The list of his films (and successes) for the next twenty years is impressive: just think of his partnership with Jean-Pierre Melville (from "Frank Costello" to "The Nameless"), the spectacular rivalry with Belmondo ("Borsalino"), the endless series of genre masterpieces directed by Jacques Deray, among which, in 1969, stands out his new artistic encounter with Romy Schneider (from whom he separated in life) in "The Swimming Pool". A versatile actor, with an athletic physique that he highlights in swashbuckling films such as "The Black Tulip" or "Zorro" by our own Duccio Tessari, a frenetic worker (more than 80 films as an actor, 30 as a producer, two as a director), Delon nevertheless maintains a secret passion for auteur cinema with memorable forays such as "The First Night of Quiet" by Valerio Zurlini (1972), "Mr. Klein" by Joseph Losey (1976), "Swann in Love" by Volker Schlondorff (1984), "Nouvelle Vague" by Jean-Luc Godard (1990).

Equally lush is his private life, with crazy loves (Nathalie Delon, Jill Fouquet, Romy Schneider, Nico, Dalida, Mireille Darc, Anne Parillaud, Rosalie Van Breemen), often neglected children (eight in the end, plus one never recognized), legal troubles in old age with his lover/carer Hiromi Rollin, recurring arguments between his children, dangerous passions (horses, boxing, gambling), risky friendships in the underworld and the mystery of the murder of his bodyguard, Stevan Markovich.

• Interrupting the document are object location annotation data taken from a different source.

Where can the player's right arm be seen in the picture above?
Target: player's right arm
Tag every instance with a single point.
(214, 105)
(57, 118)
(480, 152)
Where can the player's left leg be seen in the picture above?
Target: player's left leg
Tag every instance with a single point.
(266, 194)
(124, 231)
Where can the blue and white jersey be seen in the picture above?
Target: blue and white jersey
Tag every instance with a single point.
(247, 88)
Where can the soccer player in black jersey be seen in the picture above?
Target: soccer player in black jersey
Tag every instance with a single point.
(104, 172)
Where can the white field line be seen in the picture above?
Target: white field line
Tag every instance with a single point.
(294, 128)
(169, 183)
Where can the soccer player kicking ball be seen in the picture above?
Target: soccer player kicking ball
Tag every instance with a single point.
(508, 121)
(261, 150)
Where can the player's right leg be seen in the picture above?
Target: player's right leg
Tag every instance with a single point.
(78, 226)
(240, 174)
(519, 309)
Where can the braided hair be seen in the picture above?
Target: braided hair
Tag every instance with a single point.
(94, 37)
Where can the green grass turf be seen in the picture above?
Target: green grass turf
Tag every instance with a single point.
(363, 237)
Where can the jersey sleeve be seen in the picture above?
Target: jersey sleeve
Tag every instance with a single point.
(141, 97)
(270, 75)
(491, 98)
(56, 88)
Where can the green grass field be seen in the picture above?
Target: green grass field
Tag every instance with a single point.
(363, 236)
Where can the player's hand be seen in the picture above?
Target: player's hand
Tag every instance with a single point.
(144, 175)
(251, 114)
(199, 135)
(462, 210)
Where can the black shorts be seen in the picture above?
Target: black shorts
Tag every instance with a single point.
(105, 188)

In politics he has always declared himself a conservative, he venerated General De Gaulle, he was a friend of Jean-Marie Le Pen, he received the Legion of Honor from Jacques Chirac, but among his great friends he has always counted men of the left from Luchino Visconti to Jack Lang, from Bernard Henri-Levy to Joseph Losey. The last time at the cinema, with a self-deprecating flash, he was a mocking Julius Caesar in "Asterix at the Olympic Games". But shortly after, as the testimonial for a fur brand in 2013, he already had the melancholy of old age on his face: "I have often thought about suicide and I can see the scene clearly - he said -; doing it is child's play. The difficult thing is to think so as not to take action".